If x, y, and k are positive numbers such that ((x)/(x+y))(10) + ((y)/(x+y))(20) = k and if x < y

If x, y, and k are positive numbers such that ((x)/(x+y))(10) + ((y)/(x+y))(20) = k and if x < y, which of the following could be the value of k?
A. 10
B. 12
C. 15
D. 18
E. 30




The trick is to recognize that the equation just gives a weighted average of x and y. The equation above is the same as you'd use if you were asked "If x pounds of peanuts and y pounds of cashews are mixed together, and peanuts cost $10/pound and cashews cost $20/pound, what is the price per pound of the resulting mixture?" The answer must be between 10 and 20, and if y > x, the answer must be closer to 20 than to 10. So 18 is the only possible answer.

Thu Jan 28, 2010 1:23 pm
rahul.s wrote: Ian, In such a problem, where we need to experiment with numbers, how would we know which are the right numbers to choose? Well, you don't need to experiment with numbers in the question above; I didn't in my post above. That said, if you don't see a conceptual or algebraic solution fairly quickly, plugging in numbers is a good fallback option. It would be a bit lucky to find numbers that give the exact answer to this question, but if you plug in a few very simple sets of numbers (you don't want to waste any time on complicated numbers), making sure that x is less than y, you'll always find that k is between 15 and 20, which may lead you to the correct answer here.

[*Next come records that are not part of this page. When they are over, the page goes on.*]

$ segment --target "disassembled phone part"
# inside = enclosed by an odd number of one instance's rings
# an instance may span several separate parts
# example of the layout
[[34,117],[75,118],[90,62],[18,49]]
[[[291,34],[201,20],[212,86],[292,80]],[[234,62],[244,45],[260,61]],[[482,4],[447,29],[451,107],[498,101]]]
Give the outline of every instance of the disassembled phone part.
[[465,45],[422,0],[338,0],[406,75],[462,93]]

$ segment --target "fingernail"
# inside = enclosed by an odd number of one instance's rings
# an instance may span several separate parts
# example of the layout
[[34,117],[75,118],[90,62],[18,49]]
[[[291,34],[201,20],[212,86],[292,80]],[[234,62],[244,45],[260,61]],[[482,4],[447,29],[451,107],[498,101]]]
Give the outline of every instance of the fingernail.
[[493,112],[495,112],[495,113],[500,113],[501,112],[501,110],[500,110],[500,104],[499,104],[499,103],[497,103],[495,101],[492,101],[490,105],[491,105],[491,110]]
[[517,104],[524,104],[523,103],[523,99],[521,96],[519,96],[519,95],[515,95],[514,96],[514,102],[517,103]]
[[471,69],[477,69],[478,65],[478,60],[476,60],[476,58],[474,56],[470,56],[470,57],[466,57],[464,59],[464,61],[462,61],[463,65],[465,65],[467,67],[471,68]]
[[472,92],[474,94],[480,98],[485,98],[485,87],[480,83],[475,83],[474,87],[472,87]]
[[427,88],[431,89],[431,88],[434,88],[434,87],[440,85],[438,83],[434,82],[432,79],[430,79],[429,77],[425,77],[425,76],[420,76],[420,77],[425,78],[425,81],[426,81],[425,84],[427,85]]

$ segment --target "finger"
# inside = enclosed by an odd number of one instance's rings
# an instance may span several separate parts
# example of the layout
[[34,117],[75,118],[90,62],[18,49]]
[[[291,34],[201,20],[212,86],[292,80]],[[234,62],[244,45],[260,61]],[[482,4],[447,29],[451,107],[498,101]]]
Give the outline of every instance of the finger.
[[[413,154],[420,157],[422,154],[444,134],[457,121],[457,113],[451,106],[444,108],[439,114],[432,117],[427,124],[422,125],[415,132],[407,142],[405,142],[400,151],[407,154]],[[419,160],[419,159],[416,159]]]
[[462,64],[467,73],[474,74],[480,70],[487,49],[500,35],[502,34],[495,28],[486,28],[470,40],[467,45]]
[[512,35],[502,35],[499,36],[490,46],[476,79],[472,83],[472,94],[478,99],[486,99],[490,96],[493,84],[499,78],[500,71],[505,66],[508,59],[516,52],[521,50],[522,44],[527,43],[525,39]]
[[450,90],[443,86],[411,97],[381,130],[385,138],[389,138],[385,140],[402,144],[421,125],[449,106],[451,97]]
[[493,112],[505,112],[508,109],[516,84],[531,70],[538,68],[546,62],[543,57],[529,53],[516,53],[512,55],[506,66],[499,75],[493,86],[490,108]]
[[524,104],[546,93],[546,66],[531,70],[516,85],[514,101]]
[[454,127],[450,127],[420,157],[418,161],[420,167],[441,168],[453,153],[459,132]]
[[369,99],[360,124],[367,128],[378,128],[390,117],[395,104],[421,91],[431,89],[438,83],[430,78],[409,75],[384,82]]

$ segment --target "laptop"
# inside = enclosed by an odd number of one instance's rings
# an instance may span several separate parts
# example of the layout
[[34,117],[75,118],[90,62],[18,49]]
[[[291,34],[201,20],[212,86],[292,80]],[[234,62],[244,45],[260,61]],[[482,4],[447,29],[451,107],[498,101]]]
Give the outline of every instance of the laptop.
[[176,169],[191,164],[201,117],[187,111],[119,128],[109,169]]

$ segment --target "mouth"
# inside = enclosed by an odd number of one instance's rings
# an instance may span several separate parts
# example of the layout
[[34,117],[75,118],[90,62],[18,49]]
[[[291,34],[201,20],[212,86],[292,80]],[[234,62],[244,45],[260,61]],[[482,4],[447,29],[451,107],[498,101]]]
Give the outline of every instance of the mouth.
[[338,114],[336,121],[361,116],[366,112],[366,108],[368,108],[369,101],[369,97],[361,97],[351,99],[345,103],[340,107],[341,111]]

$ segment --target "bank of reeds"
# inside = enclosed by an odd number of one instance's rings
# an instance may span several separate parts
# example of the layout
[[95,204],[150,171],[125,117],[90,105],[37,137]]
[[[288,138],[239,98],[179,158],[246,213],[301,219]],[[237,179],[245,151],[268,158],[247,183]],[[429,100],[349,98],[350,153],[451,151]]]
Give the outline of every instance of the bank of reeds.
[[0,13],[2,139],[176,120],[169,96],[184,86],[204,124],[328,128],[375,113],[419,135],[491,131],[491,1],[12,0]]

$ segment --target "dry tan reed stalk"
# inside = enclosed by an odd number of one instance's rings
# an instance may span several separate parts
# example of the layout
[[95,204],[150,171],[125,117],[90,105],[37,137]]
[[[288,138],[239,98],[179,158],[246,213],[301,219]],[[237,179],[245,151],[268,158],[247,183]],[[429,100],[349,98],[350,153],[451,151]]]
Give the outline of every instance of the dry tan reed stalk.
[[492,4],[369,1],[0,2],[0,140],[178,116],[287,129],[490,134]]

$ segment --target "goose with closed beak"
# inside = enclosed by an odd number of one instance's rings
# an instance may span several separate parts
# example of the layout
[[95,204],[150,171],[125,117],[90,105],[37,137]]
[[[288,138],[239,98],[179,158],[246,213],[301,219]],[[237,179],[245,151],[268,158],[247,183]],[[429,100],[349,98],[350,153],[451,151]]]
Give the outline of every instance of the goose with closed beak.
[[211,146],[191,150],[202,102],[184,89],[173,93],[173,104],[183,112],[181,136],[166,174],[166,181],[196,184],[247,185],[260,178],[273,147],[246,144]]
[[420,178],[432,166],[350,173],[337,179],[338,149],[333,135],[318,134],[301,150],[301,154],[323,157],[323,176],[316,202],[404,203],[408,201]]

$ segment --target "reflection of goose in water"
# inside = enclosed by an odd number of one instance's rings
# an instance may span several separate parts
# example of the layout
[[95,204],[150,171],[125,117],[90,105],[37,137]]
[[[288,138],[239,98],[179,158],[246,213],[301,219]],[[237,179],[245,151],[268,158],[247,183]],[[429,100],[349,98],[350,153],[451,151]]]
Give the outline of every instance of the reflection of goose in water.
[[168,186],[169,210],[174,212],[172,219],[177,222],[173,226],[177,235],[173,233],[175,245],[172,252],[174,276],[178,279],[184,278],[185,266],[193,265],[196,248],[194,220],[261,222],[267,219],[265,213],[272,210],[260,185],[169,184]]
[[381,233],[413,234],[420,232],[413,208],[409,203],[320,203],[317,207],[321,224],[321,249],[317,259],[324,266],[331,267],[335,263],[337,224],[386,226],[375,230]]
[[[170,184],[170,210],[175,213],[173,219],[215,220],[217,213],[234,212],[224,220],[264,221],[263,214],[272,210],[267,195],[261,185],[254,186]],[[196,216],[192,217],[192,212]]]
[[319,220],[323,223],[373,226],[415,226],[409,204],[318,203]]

There are also algebraic solutions to the question: (10x + 20y)/(x+y) = k 10x + 20y = kx + ky 20y - ky = kx - 10x y(20 - k) = x(k - 10) (20 - k)/(k - 10) = x/y and since 0 < x < y, then 0 < x/y < 1, and it must be that 0 < (20 - k) / (k - 10) < 1. From the answer choices we can be sure k - 10 isn't negative, so we can multiply through this inequality by k-10 to find that 0 < 20 - k < k - 10, or that 15 < k < 20.